Les fleurs de pêcher éclosent précisément pour le Têt.
Photo : Van Canh/VNA/CVN


Selon M. Dung, du quartier de Nhât Tân (Hanoi), un arboriculteur spécialisé dans le pêcher, la période de décembre au 31 janvier de l’année lunaire, est la plus intense et décisive. On n’a pas une minute de libre, mais ils sont très heureux, car ils obtiennent le fruit de leur travail d’une année. En ce moment, les clients affluent aux jardins de pêcher dont la superficie totale atteint plus de 50ha à Nhât Tân, pour acheter, louer, ou simplement admirer des pêchers. Maintenant, les propriétaires de jardins de pêcher doivent accueillir de nombreux clients toute la journée, puis transporter des pêchers à leur domicile.

«Cette année, les cultivateurs de pêcher ont de la chance parce que le temps, à l’approche du Têt, est plus stable qu’auparavant, et les fleurs de pêcher éclosent précisément pour ce Têt. Avec 300 pieds de pêcher séculaires et 200 pots de fleurs d’abricotier, je peux gagner environ 400 où 500 millions de dôngs», indique M. Dung.
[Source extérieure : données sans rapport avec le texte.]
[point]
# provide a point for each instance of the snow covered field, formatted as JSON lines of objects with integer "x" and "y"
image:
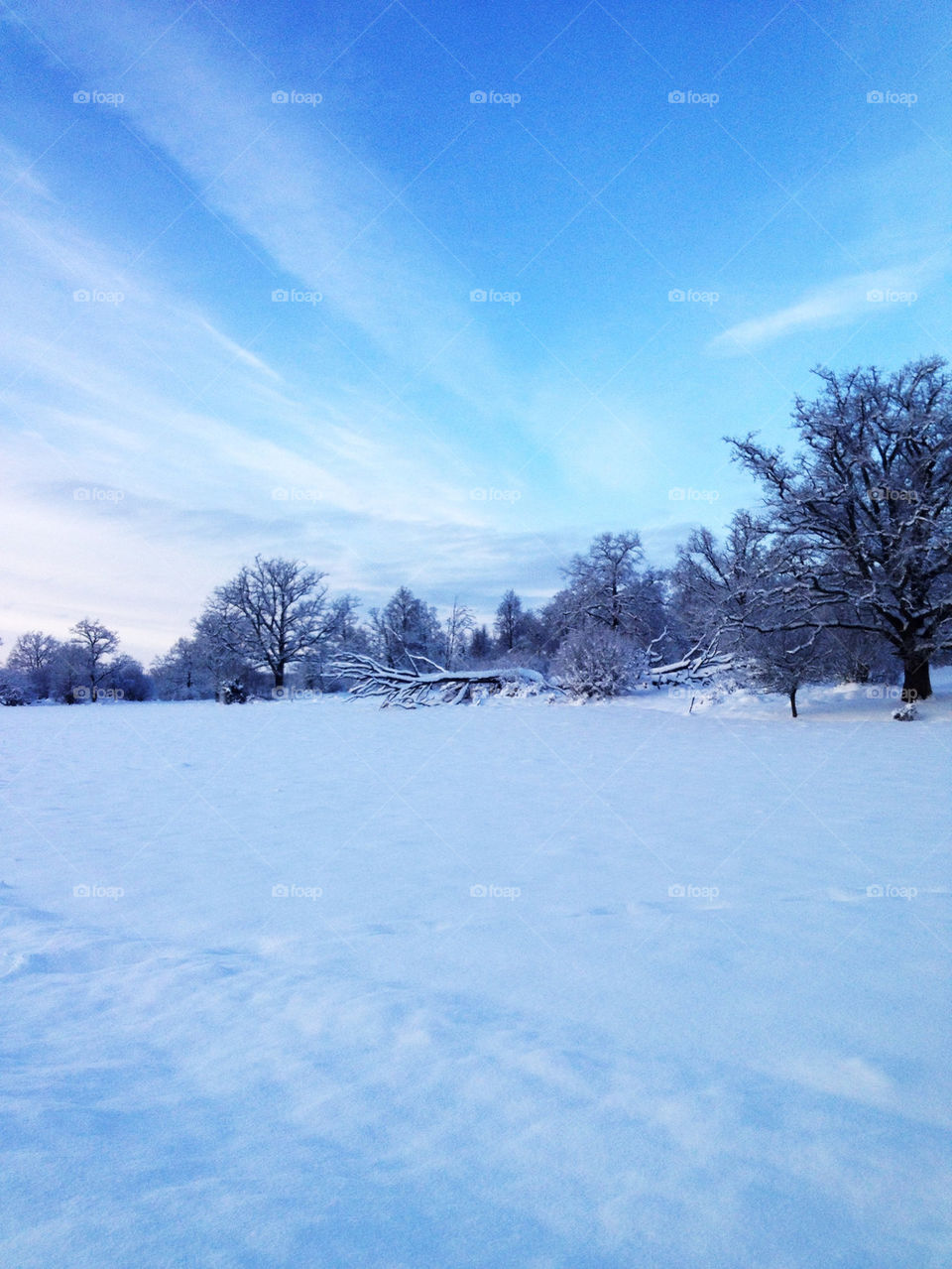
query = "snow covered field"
{"x": 310, "y": 983}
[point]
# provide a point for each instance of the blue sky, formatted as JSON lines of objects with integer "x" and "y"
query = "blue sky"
{"x": 379, "y": 422}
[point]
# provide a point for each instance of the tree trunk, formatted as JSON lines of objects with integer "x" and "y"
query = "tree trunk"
{"x": 916, "y": 685}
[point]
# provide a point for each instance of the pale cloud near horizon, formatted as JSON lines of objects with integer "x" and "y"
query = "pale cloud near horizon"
{"x": 834, "y": 304}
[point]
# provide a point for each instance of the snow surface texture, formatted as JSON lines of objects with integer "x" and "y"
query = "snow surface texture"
{"x": 522, "y": 985}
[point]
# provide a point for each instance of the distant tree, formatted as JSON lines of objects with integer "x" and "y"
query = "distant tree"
{"x": 406, "y": 631}
{"x": 33, "y": 656}
{"x": 743, "y": 599}
{"x": 341, "y": 635}
{"x": 609, "y": 589}
{"x": 272, "y": 614}
{"x": 597, "y": 663}
{"x": 867, "y": 504}
{"x": 456, "y": 628}
{"x": 128, "y": 679}
{"x": 180, "y": 674}
{"x": 481, "y": 644}
{"x": 87, "y": 651}
{"x": 510, "y": 622}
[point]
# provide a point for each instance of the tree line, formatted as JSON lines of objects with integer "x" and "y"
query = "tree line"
{"x": 842, "y": 570}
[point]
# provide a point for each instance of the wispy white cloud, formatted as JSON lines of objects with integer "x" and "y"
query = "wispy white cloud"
{"x": 837, "y": 304}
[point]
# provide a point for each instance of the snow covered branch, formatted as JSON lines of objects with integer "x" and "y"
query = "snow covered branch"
{"x": 409, "y": 690}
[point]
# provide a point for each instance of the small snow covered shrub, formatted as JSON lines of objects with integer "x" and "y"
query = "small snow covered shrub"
{"x": 232, "y": 692}
{"x": 595, "y": 665}
{"x": 12, "y": 695}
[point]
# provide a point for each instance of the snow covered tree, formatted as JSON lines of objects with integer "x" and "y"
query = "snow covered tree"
{"x": 597, "y": 664}
{"x": 128, "y": 679}
{"x": 609, "y": 590}
{"x": 743, "y": 599}
{"x": 272, "y": 614}
{"x": 481, "y": 644}
{"x": 455, "y": 632}
{"x": 87, "y": 651}
{"x": 33, "y": 658}
{"x": 867, "y": 505}
{"x": 406, "y": 631}
{"x": 180, "y": 673}
{"x": 341, "y": 635}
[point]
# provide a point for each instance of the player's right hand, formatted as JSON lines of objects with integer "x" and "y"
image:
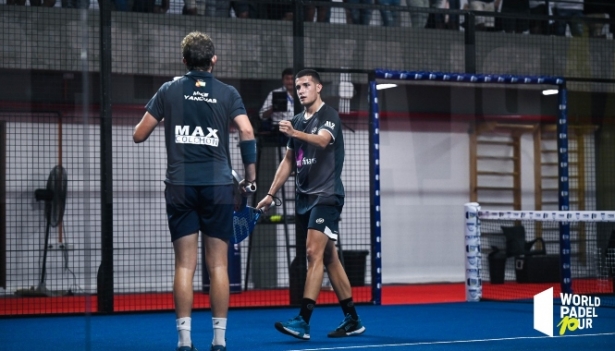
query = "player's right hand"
{"x": 265, "y": 203}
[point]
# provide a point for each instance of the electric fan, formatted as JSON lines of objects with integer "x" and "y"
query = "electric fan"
{"x": 54, "y": 196}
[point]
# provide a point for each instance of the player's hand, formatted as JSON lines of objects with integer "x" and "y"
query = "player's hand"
{"x": 247, "y": 188}
{"x": 265, "y": 203}
{"x": 287, "y": 128}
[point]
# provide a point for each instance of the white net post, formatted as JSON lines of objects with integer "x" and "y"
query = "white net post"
{"x": 473, "y": 282}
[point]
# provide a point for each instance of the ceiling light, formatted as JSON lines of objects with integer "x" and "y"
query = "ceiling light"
{"x": 385, "y": 86}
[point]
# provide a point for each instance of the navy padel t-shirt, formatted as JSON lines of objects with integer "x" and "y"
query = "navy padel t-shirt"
{"x": 319, "y": 171}
{"x": 197, "y": 110}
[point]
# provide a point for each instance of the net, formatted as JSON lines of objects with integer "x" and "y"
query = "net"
{"x": 522, "y": 254}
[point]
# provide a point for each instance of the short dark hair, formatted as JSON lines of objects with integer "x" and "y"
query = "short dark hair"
{"x": 198, "y": 50}
{"x": 288, "y": 72}
{"x": 310, "y": 73}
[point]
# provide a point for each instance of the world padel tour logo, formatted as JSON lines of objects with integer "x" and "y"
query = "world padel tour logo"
{"x": 577, "y": 312}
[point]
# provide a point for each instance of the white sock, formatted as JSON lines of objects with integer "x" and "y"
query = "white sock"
{"x": 183, "y": 331}
{"x": 219, "y": 325}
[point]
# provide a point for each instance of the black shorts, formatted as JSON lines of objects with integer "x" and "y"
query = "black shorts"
{"x": 205, "y": 208}
{"x": 322, "y": 218}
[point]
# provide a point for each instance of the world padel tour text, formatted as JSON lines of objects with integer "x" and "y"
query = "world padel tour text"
{"x": 577, "y": 312}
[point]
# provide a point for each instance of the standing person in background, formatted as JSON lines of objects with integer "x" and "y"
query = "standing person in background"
{"x": 271, "y": 114}
{"x": 197, "y": 110}
{"x": 520, "y": 23}
{"x": 359, "y": 16}
{"x": 323, "y": 13}
{"x": 539, "y": 7}
{"x": 418, "y": 19}
{"x": 571, "y": 9}
{"x": 389, "y": 18}
{"x": 316, "y": 147}
{"x": 483, "y": 23}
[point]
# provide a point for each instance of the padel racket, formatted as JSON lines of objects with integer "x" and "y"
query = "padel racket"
{"x": 244, "y": 217}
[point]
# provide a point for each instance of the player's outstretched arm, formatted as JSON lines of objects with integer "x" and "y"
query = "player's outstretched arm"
{"x": 321, "y": 140}
{"x": 281, "y": 175}
{"x": 247, "y": 145}
{"x": 145, "y": 127}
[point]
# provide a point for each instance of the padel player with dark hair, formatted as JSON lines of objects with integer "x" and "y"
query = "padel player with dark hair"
{"x": 197, "y": 110}
{"x": 316, "y": 146}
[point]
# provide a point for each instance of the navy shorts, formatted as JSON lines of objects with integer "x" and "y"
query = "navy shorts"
{"x": 323, "y": 218}
{"x": 205, "y": 208}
Le jardin de kumquats Thang Nga à Tu Liên (Hanoi), d’une superficie de plus de 3.000 m2, comprend près de 500 kumquats. «Ce métier est très difficile, il exige l’expérience et la haute technique. Dans mon jardin, la qualité de la plupart des kumquats est très bonne. Grâce à l’expérience de marcottage et d’hybridation, nous avons plusieurs kumquats très originaux. Par exemple : un kumquat produit trois fruits différents (la main de Bouddha, l’orange Canh et le kumquat). Il faut perdre beaucoup de temps pour cultiver ces kumquats particuliers, donc leur prix est très élevé, de 25 à 35 millions de dôngs un pied pour le Têt», a déclaré Mme Nga, propriétaire du jardin Thang Nga.

Si les arboriculteurs spécialisés dans le kumquat, la pêcher ou l’abricotier sont sereins avec cette météo, les habitants du village de fleurs Tây Tuu s’inquiètent pour cette saison des fleurs de lys.

«Ils pensent subir des pertes, car la plupart des lys n’éclosent pas au bon moment. Le prix d’un lys est de plus de 10.000 dôngs, alors que maintenant, le coût d’un bulbe de lys va de 18.000 à 20.000 dôngs», explique Dô Duc Anh, de Tây Tuu (Hanoi).